Consider the following: A telephone exchange operator assumes that 8% of the phone calls are wrong numbers.

-If the operator is accurate, what is the probability that the proportion of wrong numbers in a sample of 726 would be less than 7%?

To find the probability that the proportion of wrong numbers in a sample of 726 would be less than 7%, we can use the normal distribution and z-scores.

Step 1: Set up the hypothesis:
Let's assume that the operator is accurate. This means that the true proportion of wrong numbers is indeed 8%.

Step 2: Calculate the standard deviation:
Since we are dealing with proportions, we need to calculate the standard deviation using the formula:
σ = √(p(1-p)/n)
where p is the true proportion (8%) and n is the sample size (726).

σ = √(0.08(1-0.08)/726)
= √(0.07264/726)
= √0.0001001
≈ 0.0100

Step 3: Convert the desired proportion (7%) to a z-score:
To calculate the z-score, we use the formula:
z = (x - μ) / σ
where x is the desired proportion (7%), μ is the mean proportion (8%), and σ is the standard deviation (0.0100).

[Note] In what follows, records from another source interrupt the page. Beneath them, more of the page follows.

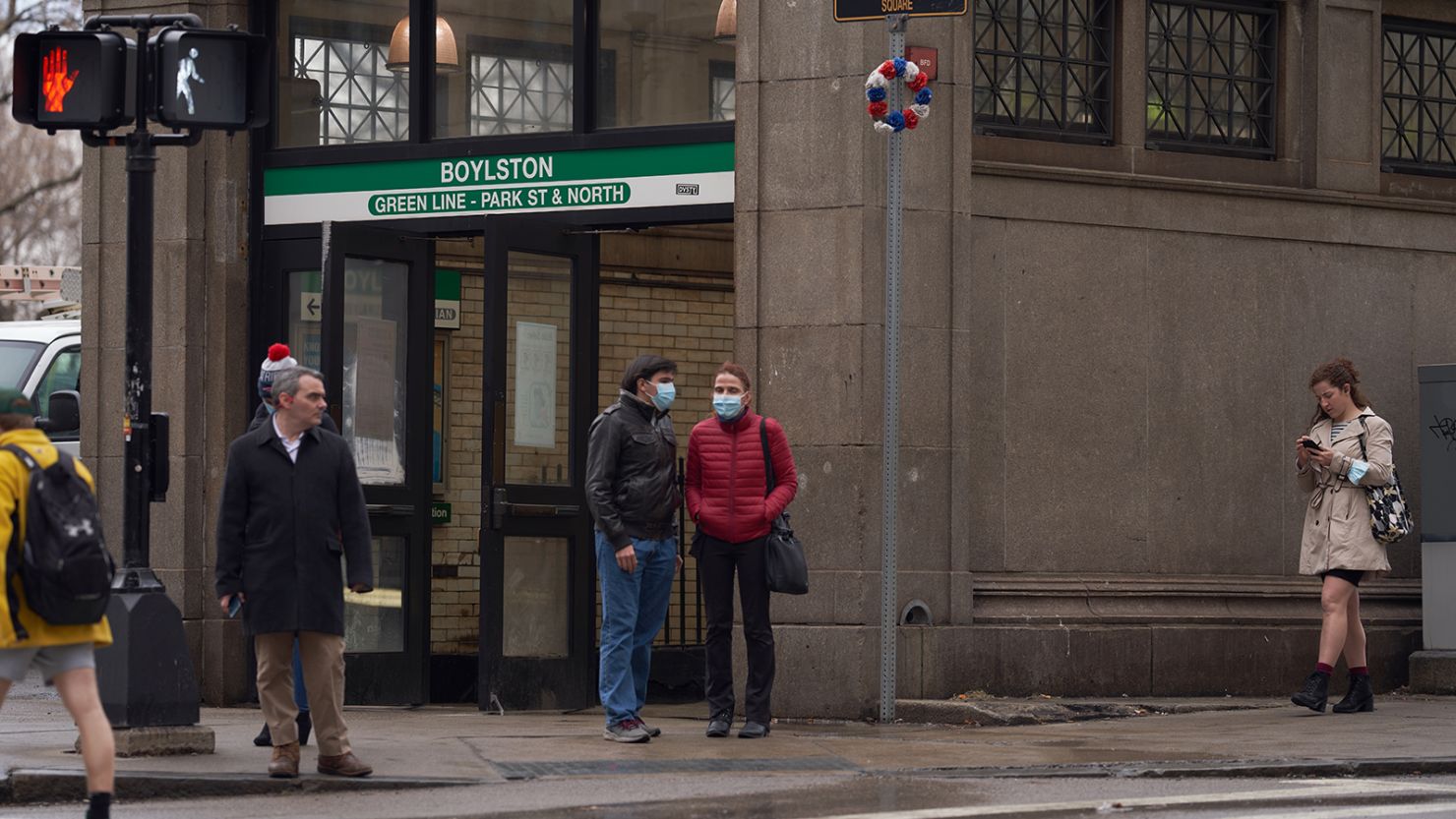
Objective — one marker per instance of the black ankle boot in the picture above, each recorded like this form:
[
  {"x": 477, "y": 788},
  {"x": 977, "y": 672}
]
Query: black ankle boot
[
  {"x": 1359, "y": 697},
  {"x": 1315, "y": 693}
]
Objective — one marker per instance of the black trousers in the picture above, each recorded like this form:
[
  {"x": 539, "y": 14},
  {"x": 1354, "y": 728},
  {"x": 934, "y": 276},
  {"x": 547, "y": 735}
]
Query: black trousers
[{"x": 715, "y": 566}]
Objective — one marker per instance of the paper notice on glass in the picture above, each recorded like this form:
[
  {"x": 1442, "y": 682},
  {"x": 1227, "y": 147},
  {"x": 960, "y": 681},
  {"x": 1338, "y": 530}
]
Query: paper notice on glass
[
  {"x": 378, "y": 385},
  {"x": 534, "y": 384}
]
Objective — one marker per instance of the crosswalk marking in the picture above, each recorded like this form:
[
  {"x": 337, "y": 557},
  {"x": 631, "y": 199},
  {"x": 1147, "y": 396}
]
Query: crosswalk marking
[
  {"x": 1359, "y": 812},
  {"x": 1306, "y": 789}
]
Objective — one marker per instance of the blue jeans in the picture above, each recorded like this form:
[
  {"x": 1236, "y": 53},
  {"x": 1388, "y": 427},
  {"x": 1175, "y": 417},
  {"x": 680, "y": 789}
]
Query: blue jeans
[
  {"x": 633, "y": 612},
  {"x": 300, "y": 694}
]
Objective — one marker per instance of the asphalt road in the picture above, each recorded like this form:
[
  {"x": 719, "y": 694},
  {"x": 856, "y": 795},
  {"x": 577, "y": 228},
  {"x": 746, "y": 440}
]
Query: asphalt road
[{"x": 837, "y": 796}]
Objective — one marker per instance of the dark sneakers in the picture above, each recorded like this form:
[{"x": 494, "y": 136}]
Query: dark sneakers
[
  {"x": 719, "y": 725},
  {"x": 753, "y": 731},
  {"x": 1315, "y": 693},
  {"x": 264, "y": 737},
  {"x": 627, "y": 731},
  {"x": 1359, "y": 697}
]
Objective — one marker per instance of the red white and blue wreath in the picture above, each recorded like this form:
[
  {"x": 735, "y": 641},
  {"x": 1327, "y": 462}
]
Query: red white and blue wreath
[{"x": 894, "y": 121}]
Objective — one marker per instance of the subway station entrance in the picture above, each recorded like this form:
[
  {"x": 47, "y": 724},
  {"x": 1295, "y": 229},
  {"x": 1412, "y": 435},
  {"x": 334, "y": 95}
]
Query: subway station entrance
[{"x": 464, "y": 360}]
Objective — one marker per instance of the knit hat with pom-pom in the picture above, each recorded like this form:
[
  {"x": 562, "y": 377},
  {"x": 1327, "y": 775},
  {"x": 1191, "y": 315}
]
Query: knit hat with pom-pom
[{"x": 276, "y": 361}]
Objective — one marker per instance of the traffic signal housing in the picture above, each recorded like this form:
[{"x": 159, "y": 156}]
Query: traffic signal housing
[
  {"x": 210, "y": 79},
  {"x": 72, "y": 79}
]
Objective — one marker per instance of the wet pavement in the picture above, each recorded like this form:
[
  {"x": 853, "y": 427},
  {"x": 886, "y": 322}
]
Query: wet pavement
[{"x": 463, "y": 763}]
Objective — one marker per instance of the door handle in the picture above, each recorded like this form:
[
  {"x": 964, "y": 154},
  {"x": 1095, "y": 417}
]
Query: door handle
[
  {"x": 501, "y": 506},
  {"x": 542, "y": 511}
]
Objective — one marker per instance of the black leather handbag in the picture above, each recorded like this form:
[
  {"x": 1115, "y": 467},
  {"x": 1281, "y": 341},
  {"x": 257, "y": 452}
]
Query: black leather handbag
[{"x": 788, "y": 573}]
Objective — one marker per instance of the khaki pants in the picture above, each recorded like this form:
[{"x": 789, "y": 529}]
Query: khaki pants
[{"x": 322, "y": 673}]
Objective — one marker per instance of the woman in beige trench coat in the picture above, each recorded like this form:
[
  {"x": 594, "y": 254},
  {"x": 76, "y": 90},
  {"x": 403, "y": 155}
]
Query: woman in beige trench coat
[{"x": 1347, "y": 448}]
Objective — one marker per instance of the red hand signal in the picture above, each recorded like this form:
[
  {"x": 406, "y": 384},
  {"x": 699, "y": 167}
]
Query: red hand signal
[{"x": 54, "y": 84}]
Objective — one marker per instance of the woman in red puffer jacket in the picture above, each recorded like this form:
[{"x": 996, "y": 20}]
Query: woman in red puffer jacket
[{"x": 730, "y": 500}]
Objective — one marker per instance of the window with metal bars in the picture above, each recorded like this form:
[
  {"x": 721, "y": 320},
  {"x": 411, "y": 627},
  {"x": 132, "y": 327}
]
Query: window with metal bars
[
  {"x": 722, "y": 91},
  {"x": 360, "y": 100},
  {"x": 1212, "y": 76},
  {"x": 1419, "y": 124},
  {"x": 1044, "y": 69},
  {"x": 520, "y": 94}
]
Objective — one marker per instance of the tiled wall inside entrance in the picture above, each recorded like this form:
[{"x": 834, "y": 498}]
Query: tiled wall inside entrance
[{"x": 666, "y": 291}]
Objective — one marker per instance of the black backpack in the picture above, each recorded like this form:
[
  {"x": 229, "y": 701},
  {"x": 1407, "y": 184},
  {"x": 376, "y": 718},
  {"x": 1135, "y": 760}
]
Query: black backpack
[{"x": 63, "y": 560}]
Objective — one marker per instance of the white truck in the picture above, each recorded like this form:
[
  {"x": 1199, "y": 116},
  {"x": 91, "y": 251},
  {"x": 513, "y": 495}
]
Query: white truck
[{"x": 44, "y": 361}]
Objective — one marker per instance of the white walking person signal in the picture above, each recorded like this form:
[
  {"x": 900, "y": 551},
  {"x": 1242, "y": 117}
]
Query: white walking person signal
[{"x": 187, "y": 72}]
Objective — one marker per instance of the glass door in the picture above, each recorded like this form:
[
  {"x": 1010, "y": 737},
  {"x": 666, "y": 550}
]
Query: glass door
[
  {"x": 536, "y": 551},
  {"x": 378, "y": 323}
]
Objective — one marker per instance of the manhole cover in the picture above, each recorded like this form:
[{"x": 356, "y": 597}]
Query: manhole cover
[{"x": 634, "y": 767}]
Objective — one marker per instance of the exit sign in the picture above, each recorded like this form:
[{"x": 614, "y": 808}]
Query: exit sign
[{"x": 848, "y": 11}]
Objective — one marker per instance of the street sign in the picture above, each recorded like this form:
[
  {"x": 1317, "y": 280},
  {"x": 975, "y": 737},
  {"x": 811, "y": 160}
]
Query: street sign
[
  {"x": 849, "y": 11},
  {"x": 70, "y": 79},
  {"x": 210, "y": 79}
]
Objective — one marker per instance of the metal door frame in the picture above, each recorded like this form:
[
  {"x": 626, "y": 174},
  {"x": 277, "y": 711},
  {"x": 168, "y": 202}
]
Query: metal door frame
[{"x": 531, "y": 682}]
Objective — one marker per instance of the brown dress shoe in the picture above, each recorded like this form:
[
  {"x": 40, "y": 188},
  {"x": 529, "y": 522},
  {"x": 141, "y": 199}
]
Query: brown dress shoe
[
  {"x": 284, "y": 764},
  {"x": 344, "y": 765}
]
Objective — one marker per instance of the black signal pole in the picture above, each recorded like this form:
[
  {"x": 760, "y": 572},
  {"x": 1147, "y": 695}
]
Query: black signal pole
[{"x": 146, "y": 676}]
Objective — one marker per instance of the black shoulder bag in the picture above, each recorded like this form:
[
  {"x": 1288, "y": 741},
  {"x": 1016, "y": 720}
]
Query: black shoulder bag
[
  {"x": 788, "y": 573},
  {"x": 1389, "y": 514}
]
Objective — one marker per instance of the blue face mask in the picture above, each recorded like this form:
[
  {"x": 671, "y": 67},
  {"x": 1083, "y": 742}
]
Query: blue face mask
[
  {"x": 728, "y": 408},
  {"x": 664, "y": 396}
]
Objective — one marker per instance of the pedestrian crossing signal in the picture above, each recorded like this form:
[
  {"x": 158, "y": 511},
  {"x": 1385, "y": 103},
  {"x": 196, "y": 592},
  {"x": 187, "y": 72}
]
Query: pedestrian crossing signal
[
  {"x": 72, "y": 79},
  {"x": 210, "y": 79}
]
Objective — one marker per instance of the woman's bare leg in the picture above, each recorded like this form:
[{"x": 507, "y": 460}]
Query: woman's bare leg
[{"x": 1334, "y": 601}]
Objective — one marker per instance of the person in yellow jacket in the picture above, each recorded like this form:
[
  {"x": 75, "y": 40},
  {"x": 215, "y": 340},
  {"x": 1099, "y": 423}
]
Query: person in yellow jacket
[{"x": 64, "y": 655}]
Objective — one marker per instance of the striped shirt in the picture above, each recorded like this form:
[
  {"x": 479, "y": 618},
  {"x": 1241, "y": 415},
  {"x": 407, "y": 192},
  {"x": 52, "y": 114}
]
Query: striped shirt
[{"x": 1358, "y": 469}]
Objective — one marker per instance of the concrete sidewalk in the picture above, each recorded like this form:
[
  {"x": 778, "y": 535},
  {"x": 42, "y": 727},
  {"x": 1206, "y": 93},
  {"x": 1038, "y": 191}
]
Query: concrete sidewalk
[{"x": 439, "y": 746}]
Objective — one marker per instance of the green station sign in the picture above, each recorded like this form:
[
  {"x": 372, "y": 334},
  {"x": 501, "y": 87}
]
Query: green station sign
[{"x": 563, "y": 181}]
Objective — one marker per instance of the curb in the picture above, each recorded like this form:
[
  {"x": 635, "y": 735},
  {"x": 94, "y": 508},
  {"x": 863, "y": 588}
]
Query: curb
[
  {"x": 1213, "y": 768},
  {"x": 28, "y": 786},
  {"x": 1013, "y": 713}
]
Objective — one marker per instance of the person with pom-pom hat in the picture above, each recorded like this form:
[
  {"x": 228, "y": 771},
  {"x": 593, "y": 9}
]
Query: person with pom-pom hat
[{"x": 279, "y": 358}]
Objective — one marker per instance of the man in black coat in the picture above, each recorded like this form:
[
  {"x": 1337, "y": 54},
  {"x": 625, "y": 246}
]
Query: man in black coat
[
  {"x": 279, "y": 360},
  {"x": 633, "y": 495},
  {"x": 291, "y": 508}
]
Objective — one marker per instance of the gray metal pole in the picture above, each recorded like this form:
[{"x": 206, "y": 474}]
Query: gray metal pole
[{"x": 894, "y": 185}]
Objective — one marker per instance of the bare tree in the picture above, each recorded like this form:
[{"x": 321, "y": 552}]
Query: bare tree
[{"x": 39, "y": 173}]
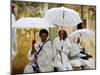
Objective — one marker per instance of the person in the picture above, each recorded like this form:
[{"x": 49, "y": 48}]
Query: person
[
  {"x": 40, "y": 54},
  {"x": 13, "y": 35},
  {"x": 62, "y": 48},
  {"x": 79, "y": 52}
]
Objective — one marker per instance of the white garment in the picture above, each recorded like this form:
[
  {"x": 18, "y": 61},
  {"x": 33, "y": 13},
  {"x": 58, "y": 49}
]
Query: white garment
[
  {"x": 75, "y": 53},
  {"x": 28, "y": 69},
  {"x": 63, "y": 64},
  {"x": 45, "y": 58},
  {"x": 75, "y": 50},
  {"x": 13, "y": 20},
  {"x": 14, "y": 40}
]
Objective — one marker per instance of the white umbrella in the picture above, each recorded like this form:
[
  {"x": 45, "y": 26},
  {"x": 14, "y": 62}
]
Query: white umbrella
[
  {"x": 63, "y": 17},
  {"x": 82, "y": 33},
  {"x": 32, "y": 23}
]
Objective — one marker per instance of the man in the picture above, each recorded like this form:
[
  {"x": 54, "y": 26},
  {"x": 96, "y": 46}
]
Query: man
[
  {"x": 43, "y": 50},
  {"x": 62, "y": 48}
]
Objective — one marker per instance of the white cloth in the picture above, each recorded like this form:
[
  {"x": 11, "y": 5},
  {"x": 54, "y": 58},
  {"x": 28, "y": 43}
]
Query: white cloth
[
  {"x": 75, "y": 50},
  {"x": 45, "y": 58},
  {"x": 13, "y": 20},
  {"x": 14, "y": 40},
  {"x": 75, "y": 53},
  {"x": 28, "y": 69},
  {"x": 58, "y": 44}
]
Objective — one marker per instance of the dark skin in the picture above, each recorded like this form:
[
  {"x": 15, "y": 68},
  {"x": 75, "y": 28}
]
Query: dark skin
[{"x": 43, "y": 37}]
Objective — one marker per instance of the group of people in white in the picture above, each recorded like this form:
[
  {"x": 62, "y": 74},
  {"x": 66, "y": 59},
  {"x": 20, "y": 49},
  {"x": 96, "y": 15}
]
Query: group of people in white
[{"x": 63, "y": 55}]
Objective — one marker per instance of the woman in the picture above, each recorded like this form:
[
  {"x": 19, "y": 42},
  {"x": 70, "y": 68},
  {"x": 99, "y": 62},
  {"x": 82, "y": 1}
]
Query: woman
[
  {"x": 78, "y": 52},
  {"x": 62, "y": 48},
  {"x": 43, "y": 51}
]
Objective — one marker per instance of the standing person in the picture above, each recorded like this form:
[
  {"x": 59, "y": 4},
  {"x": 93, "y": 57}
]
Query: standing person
[
  {"x": 62, "y": 48},
  {"x": 13, "y": 34},
  {"x": 79, "y": 52},
  {"x": 41, "y": 53}
]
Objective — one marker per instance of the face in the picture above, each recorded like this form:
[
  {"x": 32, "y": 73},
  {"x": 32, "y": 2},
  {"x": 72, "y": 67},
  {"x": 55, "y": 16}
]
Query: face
[{"x": 43, "y": 37}]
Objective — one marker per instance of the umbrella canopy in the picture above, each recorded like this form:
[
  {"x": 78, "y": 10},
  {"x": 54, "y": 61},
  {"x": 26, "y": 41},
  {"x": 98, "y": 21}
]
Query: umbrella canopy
[
  {"x": 82, "y": 33},
  {"x": 32, "y": 23},
  {"x": 63, "y": 17}
]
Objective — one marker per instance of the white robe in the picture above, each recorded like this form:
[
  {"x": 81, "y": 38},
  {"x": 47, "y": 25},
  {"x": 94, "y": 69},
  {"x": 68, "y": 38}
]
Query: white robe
[
  {"x": 75, "y": 53},
  {"x": 65, "y": 64},
  {"x": 45, "y": 58},
  {"x": 14, "y": 40}
]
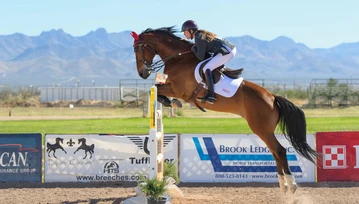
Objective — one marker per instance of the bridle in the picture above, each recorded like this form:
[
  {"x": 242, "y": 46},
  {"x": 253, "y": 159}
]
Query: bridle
[{"x": 149, "y": 65}]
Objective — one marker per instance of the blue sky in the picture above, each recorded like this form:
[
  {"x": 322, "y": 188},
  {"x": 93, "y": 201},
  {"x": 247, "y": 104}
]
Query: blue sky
[{"x": 316, "y": 23}]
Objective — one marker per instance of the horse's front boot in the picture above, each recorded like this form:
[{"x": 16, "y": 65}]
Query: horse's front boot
[
  {"x": 210, "y": 98},
  {"x": 164, "y": 100}
]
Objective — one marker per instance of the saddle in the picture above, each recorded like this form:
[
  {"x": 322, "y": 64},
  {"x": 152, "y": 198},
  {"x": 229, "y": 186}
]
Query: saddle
[
  {"x": 221, "y": 70},
  {"x": 216, "y": 74}
]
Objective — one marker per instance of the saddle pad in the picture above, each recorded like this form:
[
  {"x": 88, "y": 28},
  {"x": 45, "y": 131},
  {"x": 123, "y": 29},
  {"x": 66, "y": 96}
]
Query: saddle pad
[{"x": 225, "y": 87}]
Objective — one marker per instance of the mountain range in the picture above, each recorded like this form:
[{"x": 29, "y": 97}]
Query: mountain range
[{"x": 55, "y": 57}]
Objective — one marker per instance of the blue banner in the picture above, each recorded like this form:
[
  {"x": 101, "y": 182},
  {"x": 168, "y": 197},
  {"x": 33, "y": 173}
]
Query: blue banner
[{"x": 20, "y": 157}]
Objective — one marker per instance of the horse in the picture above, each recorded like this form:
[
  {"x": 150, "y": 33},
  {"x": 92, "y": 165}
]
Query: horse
[
  {"x": 262, "y": 110},
  {"x": 84, "y": 146},
  {"x": 53, "y": 147}
]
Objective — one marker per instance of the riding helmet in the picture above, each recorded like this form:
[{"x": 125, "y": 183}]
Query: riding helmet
[{"x": 189, "y": 25}]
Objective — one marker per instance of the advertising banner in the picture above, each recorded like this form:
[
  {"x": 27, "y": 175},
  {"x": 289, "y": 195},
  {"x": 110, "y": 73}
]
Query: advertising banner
[
  {"x": 87, "y": 158},
  {"x": 20, "y": 157},
  {"x": 237, "y": 158},
  {"x": 340, "y": 156}
]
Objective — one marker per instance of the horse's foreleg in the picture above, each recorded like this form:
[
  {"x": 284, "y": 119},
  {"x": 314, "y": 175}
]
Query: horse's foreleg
[
  {"x": 54, "y": 153},
  {"x": 163, "y": 92}
]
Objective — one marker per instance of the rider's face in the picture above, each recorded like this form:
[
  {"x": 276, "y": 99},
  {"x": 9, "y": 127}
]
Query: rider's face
[{"x": 187, "y": 34}]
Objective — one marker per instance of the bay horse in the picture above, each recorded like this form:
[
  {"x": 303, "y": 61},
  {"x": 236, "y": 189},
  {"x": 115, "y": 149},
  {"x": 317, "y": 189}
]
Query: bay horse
[{"x": 262, "y": 110}]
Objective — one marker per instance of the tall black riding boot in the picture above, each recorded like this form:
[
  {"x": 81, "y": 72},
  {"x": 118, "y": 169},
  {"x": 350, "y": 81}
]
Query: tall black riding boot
[{"x": 210, "y": 92}]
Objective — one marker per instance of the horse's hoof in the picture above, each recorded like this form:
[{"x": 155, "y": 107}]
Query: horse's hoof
[
  {"x": 293, "y": 189},
  {"x": 284, "y": 189},
  {"x": 176, "y": 103}
]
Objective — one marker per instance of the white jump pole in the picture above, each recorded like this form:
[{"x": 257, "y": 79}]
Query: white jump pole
[{"x": 156, "y": 136}]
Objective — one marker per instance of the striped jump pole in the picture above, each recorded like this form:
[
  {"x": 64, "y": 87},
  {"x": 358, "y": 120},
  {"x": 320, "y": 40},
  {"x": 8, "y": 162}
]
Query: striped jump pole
[{"x": 156, "y": 136}]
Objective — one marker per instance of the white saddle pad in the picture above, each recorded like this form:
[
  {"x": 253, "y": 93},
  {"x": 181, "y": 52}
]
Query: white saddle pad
[{"x": 226, "y": 86}]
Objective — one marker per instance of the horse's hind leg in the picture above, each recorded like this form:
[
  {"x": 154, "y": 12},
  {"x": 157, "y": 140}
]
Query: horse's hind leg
[{"x": 54, "y": 153}]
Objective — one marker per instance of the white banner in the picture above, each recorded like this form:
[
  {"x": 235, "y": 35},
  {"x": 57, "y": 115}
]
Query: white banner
[
  {"x": 237, "y": 158},
  {"x": 101, "y": 157}
]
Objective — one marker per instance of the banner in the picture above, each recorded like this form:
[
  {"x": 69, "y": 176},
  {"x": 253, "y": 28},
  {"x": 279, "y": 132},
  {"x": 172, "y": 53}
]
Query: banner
[
  {"x": 340, "y": 156},
  {"x": 101, "y": 157},
  {"x": 20, "y": 157},
  {"x": 237, "y": 158}
]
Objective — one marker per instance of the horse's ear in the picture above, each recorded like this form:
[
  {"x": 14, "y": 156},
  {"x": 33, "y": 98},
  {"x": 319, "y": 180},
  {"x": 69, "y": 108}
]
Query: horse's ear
[{"x": 135, "y": 36}]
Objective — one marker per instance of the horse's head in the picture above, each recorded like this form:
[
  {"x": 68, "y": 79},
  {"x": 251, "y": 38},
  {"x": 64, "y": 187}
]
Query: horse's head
[
  {"x": 145, "y": 52},
  {"x": 162, "y": 42}
]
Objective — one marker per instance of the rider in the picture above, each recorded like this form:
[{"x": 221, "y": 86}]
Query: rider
[{"x": 205, "y": 41}]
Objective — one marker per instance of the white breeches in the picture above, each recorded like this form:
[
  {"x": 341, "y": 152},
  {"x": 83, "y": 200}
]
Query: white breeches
[{"x": 220, "y": 59}]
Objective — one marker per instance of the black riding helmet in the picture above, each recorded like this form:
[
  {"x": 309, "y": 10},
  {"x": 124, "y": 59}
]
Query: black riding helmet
[{"x": 189, "y": 25}]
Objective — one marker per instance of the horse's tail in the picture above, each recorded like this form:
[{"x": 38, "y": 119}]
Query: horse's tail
[{"x": 293, "y": 125}]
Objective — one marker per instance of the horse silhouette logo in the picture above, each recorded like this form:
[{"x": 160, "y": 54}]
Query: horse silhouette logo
[
  {"x": 87, "y": 148},
  {"x": 111, "y": 167},
  {"x": 54, "y": 147}
]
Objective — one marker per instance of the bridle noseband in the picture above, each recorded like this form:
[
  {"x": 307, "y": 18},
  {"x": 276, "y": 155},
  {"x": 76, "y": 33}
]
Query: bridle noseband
[{"x": 149, "y": 65}]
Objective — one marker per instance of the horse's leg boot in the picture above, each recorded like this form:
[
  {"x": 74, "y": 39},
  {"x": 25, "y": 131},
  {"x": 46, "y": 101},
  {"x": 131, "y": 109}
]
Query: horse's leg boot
[
  {"x": 210, "y": 92},
  {"x": 164, "y": 100}
]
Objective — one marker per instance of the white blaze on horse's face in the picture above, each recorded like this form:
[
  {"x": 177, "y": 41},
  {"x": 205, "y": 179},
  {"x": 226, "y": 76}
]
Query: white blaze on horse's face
[{"x": 144, "y": 55}]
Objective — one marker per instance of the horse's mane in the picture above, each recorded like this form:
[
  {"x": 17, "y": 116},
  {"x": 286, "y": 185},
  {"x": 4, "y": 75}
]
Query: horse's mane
[{"x": 169, "y": 31}]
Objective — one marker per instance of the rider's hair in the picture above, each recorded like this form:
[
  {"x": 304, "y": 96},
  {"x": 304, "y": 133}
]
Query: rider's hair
[{"x": 207, "y": 35}]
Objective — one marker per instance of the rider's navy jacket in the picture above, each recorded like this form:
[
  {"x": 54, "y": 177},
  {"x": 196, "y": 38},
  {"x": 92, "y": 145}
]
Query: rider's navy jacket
[{"x": 215, "y": 46}]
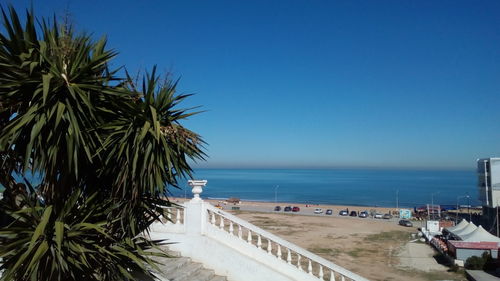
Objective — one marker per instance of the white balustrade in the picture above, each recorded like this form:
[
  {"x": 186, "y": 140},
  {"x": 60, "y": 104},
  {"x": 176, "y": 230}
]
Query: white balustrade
[
  {"x": 312, "y": 260},
  {"x": 214, "y": 215}
]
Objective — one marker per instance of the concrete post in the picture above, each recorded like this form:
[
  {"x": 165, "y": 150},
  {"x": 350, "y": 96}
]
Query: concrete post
[{"x": 195, "y": 211}]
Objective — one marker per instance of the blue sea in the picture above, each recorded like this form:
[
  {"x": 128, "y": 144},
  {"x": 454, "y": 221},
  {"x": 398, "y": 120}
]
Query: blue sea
[{"x": 360, "y": 187}]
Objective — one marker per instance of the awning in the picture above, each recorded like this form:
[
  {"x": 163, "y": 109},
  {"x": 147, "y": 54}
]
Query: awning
[
  {"x": 458, "y": 227},
  {"x": 466, "y": 230},
  {"x": 479, "y": 235}
]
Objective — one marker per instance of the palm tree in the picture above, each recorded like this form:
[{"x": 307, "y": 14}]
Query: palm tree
[{"x": 106, "y": 148}]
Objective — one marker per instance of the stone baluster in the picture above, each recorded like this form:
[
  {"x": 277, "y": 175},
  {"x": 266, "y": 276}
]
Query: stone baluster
[
  {"x": 299, "y": 266},
  {"x": 213, "y": 218},
  {"x": 221, "y": 225},
  {"x": 332, "y": 275}
]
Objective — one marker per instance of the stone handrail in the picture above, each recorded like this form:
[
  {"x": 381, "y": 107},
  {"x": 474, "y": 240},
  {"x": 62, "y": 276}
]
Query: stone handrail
[{"x": 275, "y": 246}]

z = (0.07 - 0.08) / 0.0100
= -0.01 / 0.0100
= -1.0

Step 4: Find the probability using standard normal distribution table:
We want to find the probability that the proportion of wrong numbers in the sample is less than 7%. This corresponds to finding the area to the left of the z-score (-1.0) on the standard normal distribution table.

Using the standard normal distribution table or a calculator, we can find that the probability associated with a z-score of -1.0 is approximately 0.1587.

Therefore, the probability that the proportion of wrong numbers in a sample of 726 would be less than 7%, assuming the operator is accurate, is approximately 0.1587 or 15.87%.